The revenue that blockbuster video games bring in is staggering. Think “Grand Theft Auto V” or “God of War.” In terms of media, it is not film, TV or records that reap the big bucks; it’s video games.
Movies and television together account for about $35 billion in box office revenue annually (theaters and streaming), and the global recorded music industry generates around $27 billion, but the global gaming industry generates around $200 billion over the same time period.
“Some games are free to play, but you must have a recurring subscription,” said video game and film composer Austin Wintory. “Those games can make unbelievable fortunes. Take the video game “League of Legends.” It makes so much money because there are fan bases in the hundreds of millions, and there’s an ancillary merchandising market, as well.
“See a sword in a particular game that you like? You can own it, because there’s an entire adjacent industry manufacturing the props made popular in these games.”
New Orleans musicians heard on video games
Assembling a group of musicians in New Orleans is easy, because the city has some of the best in the business. On a recent evening at Esplanade Studios, Wintory is working with his group of percussionists. Whether it’s Alexey Marti on congas or Doug Belote on drums, the composer is very specific about the particular sound he is looking for.
Grammy Award-winning composer Austin Wintory conducts the orchestra for bestselling video game, ‘Aliens: Fireteam Elite.’
Wintory and drummer Belote get into the nitty-gritty about technique: when to use the pedal, at what point to bring in the snare, and how to shake up the rhythmic profile while staying on the brushes. It all sounds like code, but it is the language of musicians trying to elicit a very clear-cut and definitive sound.
“For composers who score films, and I’ve done about 60 movie scores, the process behind video games is much different,” Wintory said.
“I must come up with a score for these games before I ever see the video, whereas when scoring a film, you are rolling the footage and designing music that goes with each frame. Because I don’t have footage in this instance, I ask the studios behind the video games a lot of the same questions that I would ask a film director, because it’s critical I have the right feel. So, I’ll want to know what we are trying to communicate, what they want the audience to walk away with, and what the high-level philosophical aspirations of this game might be.”
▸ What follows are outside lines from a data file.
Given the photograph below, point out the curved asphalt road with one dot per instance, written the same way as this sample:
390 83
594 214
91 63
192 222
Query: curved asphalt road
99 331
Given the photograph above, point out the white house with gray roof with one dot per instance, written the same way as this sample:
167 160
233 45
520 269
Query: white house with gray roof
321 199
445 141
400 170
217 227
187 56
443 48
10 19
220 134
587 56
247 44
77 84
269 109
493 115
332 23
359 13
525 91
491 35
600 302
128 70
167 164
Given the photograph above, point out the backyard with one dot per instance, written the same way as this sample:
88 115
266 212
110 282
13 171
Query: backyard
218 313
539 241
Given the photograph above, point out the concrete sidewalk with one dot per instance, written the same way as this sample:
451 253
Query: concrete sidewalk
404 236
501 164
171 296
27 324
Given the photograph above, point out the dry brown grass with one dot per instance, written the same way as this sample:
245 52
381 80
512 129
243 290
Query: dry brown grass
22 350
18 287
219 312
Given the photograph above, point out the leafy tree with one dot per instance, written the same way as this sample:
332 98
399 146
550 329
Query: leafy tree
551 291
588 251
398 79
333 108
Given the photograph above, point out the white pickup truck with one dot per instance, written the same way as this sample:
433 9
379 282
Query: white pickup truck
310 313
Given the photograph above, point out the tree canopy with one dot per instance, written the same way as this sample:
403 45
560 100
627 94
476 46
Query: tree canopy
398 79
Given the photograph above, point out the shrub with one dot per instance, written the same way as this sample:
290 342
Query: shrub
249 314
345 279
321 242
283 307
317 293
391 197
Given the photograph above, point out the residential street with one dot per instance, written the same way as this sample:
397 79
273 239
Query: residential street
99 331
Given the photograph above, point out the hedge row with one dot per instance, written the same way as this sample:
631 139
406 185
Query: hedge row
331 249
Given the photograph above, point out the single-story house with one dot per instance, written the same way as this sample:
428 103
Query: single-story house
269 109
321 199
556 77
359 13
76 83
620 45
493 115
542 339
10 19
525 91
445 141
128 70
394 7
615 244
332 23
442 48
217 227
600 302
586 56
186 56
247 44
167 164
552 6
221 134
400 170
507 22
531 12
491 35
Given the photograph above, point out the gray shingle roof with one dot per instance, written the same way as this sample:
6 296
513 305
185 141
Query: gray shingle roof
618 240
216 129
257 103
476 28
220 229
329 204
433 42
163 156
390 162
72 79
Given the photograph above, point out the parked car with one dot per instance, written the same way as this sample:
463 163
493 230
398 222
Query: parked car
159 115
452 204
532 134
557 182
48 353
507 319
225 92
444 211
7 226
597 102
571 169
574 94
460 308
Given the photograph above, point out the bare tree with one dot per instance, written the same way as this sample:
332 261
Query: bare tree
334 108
Music for different video game scenarios
Wintory says he also needs to get into the details of what the music is going to attach to. Is the music accompanying combat, or is it a visualization of the rooftops of London? He says it’s very important to have radically different music that can be appropriate for many different kinds of scenarios.
New Orleans drummer Doug Belote rehearses at Esplanade Studios for an international video game being produced here in the city.
While a typical film may run between 90 minutes and two hours, video games can be long and may require 40-50 hours of music. It’s a process that can take years, just for one game.
Esplanade Studios composer Jay Weigel, left, and Los Angeles score engineer Jim Hill listen to the Louisiana Philharmonic Orchestra’s recording of the new NFL/Simpsons tune.
And, it’s a collaborative process between the composer, and in this case the co-producer Jay Weigel, and the score engineer, Misha Kachkachishvili, who all find themselves at a mixing console, making the sure the elements are all coming together to produce the desired sound, which Wintory has running through his brain.
A boy wonder from Denver who conducted the Utah Symphony at the age of 18, Wintory, 41, now has 300 scores behind him. His score for the video game “Journey” made history as the only video game soundtrack to be nominated for the Grammy Award for Best Score Soundtrack for Visual Media.
Although Wintory now makes his home in Los Angeles, center of the film world, L.A. is not a hub for video game composers. The closest thing to that, Wintory says, is Japan. In the states, it might be Seattle or Silicon Valley, all tech hubs. So, it’s nice to have a video game produced in New Orleans — not a tech hub, but definitely a place where the crème de la crème of musicians reside.
The video game Wintory is working on here in the city, whose subject matter and title are for the moment tightly under wraps, will debut later this year and showcase New Orleans, this time, in a different light.